«По духу письма Петра Карловича я смею заключить, что вещь эта едва ли удостоится одобрения в “Р[усском] вестнике” (что, конечно, будет мне очень и очень прискорбно, ибо я считаю ее и честной, и далеко не безынтересной, а вдобавок ко всему не имею где ее и провести, если мне в этом Вами будет отказано)»678.
Следовательно, первые попытки сотрудничества с Катковым были предприняты Лесковым уже в 1866–1867 годах.
В конце концов всё получилось. В «Русском вестнике» были опубликованы «Плодомасовские карлики: Картины старорусской жизни» (1869. № 2), «На ножах» (1870. № 10–12; 1871. № 2–8), «Соборяне: Старгородская хроника» (1872. № 4–7), принесшие ему настоящую славу, «Запечатленный ангел: Рождественский рассказ» (1873. № 1) и «Захудалый род: Семейная хроника князей Протозановых (Из записок Княжны В. Д.)» (1874. № 7, 8, 10). Спустя четыре года после прекращения отношений с Катковым в его журнале был внезапно напечатан лесковский «Ракушанский меламед: Рассказ на бивуаке» (1878. № 3). Повесть «Смех и горе», «разнохарактерное pot-pourri[116], из пестрых воспоминаний полинявшего человека», вышла в «Современной летописи» (1871. № 1–3, 8—16); там же были опубликованы «Петербургский театр» (1871. № 16, 31, 32), «Семейная беда: Драма в трех действиях с прологом И. И. Якушкина» (1871. № 34, 36, 38, 40, 44–45), «О гонорарии драматическим писателям» (1871. № 18). И еще по меньшей мере две статьи Лескова – «Образцы русского искусства. Современные выставки в С.-Петербургской Академии художеств» и «Художественные новости» – были напечатаны в 1871 году в «Московских ведомостях»679. В тот год Лесков регулярно встречался с Катковым и отзывался о нем с большим пиететом.
В письме Щебальскому от 8 апреля 1871 года Лесков немного приоткрыл историю отношений с Михаилом Никифоровичем, хотя, кажется, и сам не до конца понимал причин благоволения издателя:
«Начальное внимание его ко мне, верно, кроется в столь зримой интриге моей в пользу классического образования – интриге непредосудительной и, смею думать, даже честной… Надо же было хоть один орган удержать в пользу этого вопроса, и тут мы, разумеется, “поинтриговали”. Что делать?
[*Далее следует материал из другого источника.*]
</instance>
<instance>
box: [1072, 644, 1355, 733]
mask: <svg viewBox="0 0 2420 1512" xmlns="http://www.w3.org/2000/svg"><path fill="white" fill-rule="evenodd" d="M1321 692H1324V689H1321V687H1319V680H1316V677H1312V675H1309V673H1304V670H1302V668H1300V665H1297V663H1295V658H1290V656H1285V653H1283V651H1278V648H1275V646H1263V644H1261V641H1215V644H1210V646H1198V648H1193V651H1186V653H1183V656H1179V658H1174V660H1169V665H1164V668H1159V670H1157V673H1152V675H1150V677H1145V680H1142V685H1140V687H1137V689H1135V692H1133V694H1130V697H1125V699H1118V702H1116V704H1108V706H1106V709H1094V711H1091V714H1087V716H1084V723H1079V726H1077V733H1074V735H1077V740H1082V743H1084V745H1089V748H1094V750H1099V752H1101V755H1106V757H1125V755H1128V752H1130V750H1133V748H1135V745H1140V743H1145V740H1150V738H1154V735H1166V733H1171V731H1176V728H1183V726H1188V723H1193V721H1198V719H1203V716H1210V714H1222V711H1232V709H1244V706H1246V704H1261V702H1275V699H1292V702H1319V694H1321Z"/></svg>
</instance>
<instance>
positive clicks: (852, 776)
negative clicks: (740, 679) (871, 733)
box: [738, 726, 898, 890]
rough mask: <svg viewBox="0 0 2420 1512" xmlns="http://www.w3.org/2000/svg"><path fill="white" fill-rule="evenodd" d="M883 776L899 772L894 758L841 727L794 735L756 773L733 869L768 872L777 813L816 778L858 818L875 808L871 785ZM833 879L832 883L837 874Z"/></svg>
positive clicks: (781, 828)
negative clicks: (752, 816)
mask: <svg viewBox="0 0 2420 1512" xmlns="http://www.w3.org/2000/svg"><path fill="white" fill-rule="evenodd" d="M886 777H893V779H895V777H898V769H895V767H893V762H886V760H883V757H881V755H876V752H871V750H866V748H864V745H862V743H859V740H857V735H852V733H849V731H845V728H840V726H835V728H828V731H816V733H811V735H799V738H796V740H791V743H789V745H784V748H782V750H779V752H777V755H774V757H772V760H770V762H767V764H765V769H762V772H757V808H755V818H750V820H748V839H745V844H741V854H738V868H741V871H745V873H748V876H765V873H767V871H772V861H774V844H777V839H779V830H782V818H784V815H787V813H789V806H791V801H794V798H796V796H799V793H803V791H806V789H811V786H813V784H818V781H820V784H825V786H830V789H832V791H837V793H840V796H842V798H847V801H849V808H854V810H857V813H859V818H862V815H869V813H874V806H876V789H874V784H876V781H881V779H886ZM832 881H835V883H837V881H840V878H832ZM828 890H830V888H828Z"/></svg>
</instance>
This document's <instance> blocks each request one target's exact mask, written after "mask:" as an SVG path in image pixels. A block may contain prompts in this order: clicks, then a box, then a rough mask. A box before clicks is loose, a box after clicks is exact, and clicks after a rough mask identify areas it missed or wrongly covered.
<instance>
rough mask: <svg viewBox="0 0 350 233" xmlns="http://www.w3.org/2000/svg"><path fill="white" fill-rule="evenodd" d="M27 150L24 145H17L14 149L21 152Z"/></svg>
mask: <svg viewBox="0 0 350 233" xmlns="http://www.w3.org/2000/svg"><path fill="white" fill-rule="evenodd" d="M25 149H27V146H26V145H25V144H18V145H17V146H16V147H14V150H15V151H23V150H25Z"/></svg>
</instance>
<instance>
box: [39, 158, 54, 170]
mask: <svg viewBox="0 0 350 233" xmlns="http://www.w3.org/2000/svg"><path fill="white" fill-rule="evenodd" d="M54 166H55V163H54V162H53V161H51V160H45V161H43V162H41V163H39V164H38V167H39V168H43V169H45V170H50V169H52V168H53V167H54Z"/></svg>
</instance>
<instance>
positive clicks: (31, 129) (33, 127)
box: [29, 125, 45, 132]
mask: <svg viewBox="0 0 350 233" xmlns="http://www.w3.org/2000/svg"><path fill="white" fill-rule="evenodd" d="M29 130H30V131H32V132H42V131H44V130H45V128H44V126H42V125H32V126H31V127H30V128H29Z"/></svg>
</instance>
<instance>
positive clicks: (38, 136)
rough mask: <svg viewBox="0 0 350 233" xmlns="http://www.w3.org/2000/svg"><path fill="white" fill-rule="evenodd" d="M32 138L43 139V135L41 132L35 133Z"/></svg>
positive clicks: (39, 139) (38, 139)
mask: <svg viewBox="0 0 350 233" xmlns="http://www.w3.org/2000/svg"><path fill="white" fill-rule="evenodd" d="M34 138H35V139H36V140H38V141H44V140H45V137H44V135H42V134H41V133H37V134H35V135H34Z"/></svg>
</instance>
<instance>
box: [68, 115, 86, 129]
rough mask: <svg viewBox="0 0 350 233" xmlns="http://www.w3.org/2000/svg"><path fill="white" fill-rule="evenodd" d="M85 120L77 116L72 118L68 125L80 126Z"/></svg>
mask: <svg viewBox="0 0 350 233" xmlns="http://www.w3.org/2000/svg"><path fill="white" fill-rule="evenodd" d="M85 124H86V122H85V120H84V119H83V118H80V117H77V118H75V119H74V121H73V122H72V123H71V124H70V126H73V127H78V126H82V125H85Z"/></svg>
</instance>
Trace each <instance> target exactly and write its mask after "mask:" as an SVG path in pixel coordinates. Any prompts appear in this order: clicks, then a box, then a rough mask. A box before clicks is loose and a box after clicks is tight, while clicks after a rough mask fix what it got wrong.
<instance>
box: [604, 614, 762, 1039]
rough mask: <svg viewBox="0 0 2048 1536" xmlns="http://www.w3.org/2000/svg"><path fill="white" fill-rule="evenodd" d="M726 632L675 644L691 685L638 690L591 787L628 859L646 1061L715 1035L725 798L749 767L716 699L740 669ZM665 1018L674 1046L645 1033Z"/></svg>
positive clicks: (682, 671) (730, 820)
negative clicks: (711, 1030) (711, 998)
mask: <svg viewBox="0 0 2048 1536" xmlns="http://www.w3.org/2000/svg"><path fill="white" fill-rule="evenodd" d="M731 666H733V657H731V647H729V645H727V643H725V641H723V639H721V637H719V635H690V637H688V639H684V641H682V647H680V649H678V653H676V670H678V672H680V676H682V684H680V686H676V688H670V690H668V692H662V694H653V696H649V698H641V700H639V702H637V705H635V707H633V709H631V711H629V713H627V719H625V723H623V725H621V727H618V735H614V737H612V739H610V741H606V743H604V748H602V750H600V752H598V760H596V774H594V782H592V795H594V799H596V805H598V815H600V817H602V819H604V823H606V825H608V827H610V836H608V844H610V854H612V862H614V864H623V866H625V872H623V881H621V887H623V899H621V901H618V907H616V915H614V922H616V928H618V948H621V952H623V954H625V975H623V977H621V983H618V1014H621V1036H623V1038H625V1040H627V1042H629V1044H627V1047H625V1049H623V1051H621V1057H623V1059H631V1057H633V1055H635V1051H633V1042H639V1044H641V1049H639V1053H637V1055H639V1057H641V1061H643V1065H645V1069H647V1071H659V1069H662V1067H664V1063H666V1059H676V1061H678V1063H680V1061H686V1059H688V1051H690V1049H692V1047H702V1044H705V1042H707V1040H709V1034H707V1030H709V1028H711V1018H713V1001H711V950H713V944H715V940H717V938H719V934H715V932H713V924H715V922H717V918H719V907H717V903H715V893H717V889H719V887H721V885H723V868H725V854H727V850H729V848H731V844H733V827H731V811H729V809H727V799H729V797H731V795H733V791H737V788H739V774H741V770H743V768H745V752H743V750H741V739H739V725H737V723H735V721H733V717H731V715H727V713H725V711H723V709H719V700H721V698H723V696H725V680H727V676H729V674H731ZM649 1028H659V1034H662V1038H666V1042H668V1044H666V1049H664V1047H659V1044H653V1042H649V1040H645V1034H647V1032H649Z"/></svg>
Но потом Мих[аил] Никиф[орович,] верно, нашел, что меня пустым мешком не били, и обласкал меня, как никогда не ласкивал. (А может быть, и тут не без Вас? Скажите-ка правду? Всё доброе мне из Москвы идет через Вас.) Мы виделись до сих пор всякое утро и беседовали неторопливо втроем: то есть он, Болесл[ав] Маркевич и я. Речи бывали разные, с касательством до имен живых людей»680.